Mittwoch, 01.10.2014
Verkehrsblatt IVW
07.05.2012
¬ Urteil
 
LAG Düsseldorf: Für ein "ruhendes" Arbeistverhältnis ohne Entgeldzahlung gibt es auch keine Zusatzleistungen.

Keine Urlaubsansprüche bei ruhendem Arbeitsverhältnis

Wenn ein Arbeitsverhältnis in beiderseitigem Einverständnis ruht, entstehen auch keine realen Urlaubsansprüche. Wie die Deutsche Anwaltshotline berichtet, hat das jetzt das Landesarbeitsgericht Düsseldorf entschieden (Az. 15 Sa 380/11). Nach dem endgültigen Ausscheiden eines bis dahin freigestellten Arbeitnehmers muss ihm seine Firma die während der Auszeit angefallenen Erholungstage nicht extra vergüten, selbst wenn den Firmenmitarbeitern laut Manteltarifvertrag für ihre nicht realisierten Urlaubsansprüche das Regelentgelt zusteht.

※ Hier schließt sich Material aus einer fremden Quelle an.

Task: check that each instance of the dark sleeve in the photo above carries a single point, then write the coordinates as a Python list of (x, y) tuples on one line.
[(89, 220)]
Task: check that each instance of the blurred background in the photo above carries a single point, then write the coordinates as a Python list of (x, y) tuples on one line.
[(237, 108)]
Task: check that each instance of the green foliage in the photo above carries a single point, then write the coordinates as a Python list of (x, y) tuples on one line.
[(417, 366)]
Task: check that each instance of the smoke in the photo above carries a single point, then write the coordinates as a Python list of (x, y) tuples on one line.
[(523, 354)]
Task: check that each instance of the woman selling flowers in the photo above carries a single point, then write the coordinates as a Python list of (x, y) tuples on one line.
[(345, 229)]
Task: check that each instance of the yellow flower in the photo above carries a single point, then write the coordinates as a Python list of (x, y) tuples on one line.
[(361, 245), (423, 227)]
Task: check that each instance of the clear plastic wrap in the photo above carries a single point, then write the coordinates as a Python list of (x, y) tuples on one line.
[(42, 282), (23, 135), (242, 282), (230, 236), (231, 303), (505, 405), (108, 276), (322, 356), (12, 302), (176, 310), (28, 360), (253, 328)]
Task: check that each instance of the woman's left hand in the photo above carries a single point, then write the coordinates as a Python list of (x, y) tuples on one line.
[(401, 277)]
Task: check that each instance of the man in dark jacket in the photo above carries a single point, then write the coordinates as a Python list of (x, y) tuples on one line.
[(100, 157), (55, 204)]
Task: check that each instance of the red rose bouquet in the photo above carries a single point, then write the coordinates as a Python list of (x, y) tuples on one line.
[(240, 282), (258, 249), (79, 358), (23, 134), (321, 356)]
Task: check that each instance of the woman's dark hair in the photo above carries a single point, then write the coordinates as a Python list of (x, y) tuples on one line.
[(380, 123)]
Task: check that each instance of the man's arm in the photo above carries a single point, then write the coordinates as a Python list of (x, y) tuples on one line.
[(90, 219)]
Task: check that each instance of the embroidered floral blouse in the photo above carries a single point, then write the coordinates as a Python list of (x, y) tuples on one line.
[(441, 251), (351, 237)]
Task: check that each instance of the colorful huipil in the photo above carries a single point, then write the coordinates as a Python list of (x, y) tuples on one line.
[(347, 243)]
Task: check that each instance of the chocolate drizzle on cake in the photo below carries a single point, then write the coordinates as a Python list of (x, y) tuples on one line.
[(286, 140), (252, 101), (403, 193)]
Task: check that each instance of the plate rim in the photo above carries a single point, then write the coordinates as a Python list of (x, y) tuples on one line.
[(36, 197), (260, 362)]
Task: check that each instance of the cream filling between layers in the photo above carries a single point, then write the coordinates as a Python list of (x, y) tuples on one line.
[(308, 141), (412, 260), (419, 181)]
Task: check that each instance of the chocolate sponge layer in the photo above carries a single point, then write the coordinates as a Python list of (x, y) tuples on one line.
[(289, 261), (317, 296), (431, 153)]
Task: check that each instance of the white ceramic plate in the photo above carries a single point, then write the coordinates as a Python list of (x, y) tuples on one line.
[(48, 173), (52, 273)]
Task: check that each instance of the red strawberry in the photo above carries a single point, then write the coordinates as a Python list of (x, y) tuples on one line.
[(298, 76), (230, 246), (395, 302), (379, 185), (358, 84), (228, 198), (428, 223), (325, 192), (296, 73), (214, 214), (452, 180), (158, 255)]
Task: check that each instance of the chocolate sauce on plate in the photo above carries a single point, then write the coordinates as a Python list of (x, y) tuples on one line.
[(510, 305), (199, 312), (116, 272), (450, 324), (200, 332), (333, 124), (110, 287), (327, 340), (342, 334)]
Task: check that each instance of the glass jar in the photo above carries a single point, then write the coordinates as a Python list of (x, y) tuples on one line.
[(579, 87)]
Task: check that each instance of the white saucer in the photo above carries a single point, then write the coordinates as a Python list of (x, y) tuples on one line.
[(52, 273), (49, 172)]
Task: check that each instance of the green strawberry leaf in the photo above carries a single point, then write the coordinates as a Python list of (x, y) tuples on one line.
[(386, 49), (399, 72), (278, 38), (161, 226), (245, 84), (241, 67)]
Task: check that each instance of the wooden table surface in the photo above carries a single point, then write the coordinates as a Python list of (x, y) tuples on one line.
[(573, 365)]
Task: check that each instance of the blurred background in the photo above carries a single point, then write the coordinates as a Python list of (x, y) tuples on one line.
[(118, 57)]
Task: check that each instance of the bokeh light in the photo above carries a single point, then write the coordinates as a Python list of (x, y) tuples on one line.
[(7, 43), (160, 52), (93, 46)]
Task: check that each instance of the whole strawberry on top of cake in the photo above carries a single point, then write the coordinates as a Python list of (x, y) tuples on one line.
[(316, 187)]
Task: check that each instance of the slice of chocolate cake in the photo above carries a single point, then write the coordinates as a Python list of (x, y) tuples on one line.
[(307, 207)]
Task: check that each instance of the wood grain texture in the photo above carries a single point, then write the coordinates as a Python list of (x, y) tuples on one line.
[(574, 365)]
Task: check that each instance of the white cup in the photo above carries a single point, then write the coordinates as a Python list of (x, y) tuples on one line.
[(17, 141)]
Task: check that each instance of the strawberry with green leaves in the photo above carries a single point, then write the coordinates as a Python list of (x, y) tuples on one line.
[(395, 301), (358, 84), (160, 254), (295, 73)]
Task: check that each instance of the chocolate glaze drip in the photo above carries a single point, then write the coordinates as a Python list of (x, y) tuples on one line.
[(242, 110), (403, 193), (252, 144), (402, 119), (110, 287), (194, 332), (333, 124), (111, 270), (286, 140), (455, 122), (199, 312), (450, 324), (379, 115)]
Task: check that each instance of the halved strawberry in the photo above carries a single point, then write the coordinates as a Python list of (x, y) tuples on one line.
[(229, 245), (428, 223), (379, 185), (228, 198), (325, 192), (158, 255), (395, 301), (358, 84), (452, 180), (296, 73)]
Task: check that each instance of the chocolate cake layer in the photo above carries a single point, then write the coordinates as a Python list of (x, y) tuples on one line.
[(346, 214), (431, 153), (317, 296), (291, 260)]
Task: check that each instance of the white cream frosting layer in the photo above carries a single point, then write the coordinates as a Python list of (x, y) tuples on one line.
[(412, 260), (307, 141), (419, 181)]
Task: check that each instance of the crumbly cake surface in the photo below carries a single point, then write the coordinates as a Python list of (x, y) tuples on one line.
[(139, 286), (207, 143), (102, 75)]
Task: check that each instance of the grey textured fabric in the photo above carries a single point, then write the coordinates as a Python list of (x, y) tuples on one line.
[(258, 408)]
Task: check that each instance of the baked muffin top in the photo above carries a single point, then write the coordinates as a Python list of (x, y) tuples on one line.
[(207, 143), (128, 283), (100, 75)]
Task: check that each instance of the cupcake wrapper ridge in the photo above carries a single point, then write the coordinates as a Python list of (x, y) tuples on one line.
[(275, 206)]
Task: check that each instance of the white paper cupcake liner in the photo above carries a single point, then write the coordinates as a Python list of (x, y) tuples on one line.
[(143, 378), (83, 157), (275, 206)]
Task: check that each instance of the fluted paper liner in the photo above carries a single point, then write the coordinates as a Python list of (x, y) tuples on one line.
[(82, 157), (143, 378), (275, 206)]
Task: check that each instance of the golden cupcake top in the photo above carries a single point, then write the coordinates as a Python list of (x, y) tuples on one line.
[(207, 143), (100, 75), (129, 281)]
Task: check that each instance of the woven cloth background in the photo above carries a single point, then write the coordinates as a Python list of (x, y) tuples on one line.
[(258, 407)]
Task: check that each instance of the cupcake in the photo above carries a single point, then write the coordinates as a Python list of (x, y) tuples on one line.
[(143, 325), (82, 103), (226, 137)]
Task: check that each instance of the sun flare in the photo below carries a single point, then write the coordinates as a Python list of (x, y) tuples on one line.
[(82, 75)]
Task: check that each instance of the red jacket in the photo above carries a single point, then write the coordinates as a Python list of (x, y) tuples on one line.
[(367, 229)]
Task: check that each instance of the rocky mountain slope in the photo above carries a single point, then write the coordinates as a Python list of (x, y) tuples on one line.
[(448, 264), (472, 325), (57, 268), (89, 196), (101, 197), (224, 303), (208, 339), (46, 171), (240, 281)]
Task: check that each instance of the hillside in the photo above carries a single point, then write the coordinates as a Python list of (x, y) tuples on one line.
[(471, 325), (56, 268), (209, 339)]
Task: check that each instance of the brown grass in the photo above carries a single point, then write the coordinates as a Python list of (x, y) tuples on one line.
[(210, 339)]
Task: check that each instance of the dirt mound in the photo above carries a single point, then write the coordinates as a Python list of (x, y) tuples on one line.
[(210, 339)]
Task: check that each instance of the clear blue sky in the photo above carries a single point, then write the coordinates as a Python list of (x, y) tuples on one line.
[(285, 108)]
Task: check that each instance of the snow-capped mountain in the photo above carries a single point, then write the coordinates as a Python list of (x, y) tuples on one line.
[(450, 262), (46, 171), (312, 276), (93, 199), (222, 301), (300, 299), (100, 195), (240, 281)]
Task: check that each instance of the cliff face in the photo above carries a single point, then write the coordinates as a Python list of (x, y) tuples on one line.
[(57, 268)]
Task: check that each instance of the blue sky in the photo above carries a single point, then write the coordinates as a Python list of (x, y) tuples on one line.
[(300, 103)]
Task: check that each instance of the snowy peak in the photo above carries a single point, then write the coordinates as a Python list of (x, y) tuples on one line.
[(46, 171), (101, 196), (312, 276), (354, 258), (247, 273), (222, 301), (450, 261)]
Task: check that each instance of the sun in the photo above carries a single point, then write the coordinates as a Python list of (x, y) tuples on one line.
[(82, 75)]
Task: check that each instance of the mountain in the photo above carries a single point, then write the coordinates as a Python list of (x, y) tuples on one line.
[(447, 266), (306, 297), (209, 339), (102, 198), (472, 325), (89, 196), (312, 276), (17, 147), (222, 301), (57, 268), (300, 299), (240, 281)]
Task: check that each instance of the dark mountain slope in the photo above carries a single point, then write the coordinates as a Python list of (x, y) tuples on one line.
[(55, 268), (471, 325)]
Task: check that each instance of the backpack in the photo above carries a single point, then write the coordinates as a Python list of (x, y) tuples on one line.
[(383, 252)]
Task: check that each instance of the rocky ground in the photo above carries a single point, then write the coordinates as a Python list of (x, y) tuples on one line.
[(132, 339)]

Die konkrete Entscheidung betraf einen 54-jährigen Schlosser. Er erkrankte arbeitsunfähig und bezog nach dem Ende der Entgeltfortzahlung zunächst Krankengeld. Nach der Aussteuerung durch die Krankenkasse ermöglichte ihm seine Firma im Rahmen der so genannten "Nahtlosigkeitsregelung" Arbeitslosengeld zu beziehen, indem sie das Arbeitsverhältnis in beiderseitigem Einverständnis ruhen ließ. Damit lag das für die staatliche Stütze geforderte Fehlen eines "Beschäftigungsverhältnisses" vor, obwohl das nunmehr "ruhende" Arbeitsverhältnis rein rechtlich gesehen fortbestand.

Allerdings ohne ein Recht auf die von dem Mann nun geforderte Nachzahlung von 13.090 Euro für die über alle "Ruhe"-Jahre hinweg von ihm nicht genommenen 125 Urlaubstage. Ist ein Arbeitgeber von der Verpflichtung zur Zahlung des Arbeitsentgelts befreit, weil das Arbeitsverhältnis ruht, muss er laut dem nordrhein-westfälische Richterspruch nämlich auch keine direkten oder indirekten Zusatzleistungen wie Urlaubszahlungen oder etwa Weihnachtsgelder mehr erbringen. "Mit seinem Antrag auf Arbeitslosengeld hatte der erkrankte Schlosser eindeutig zu erkennen gegeben, dass er die Erbringung der Arbeitsleistung und damit seine Hauptflicht aus dem Arbeitsverhältnis zumindest vorläufig als beendet ansieht", erklärt Rechtsanwältin Tanja Leopold. (asp)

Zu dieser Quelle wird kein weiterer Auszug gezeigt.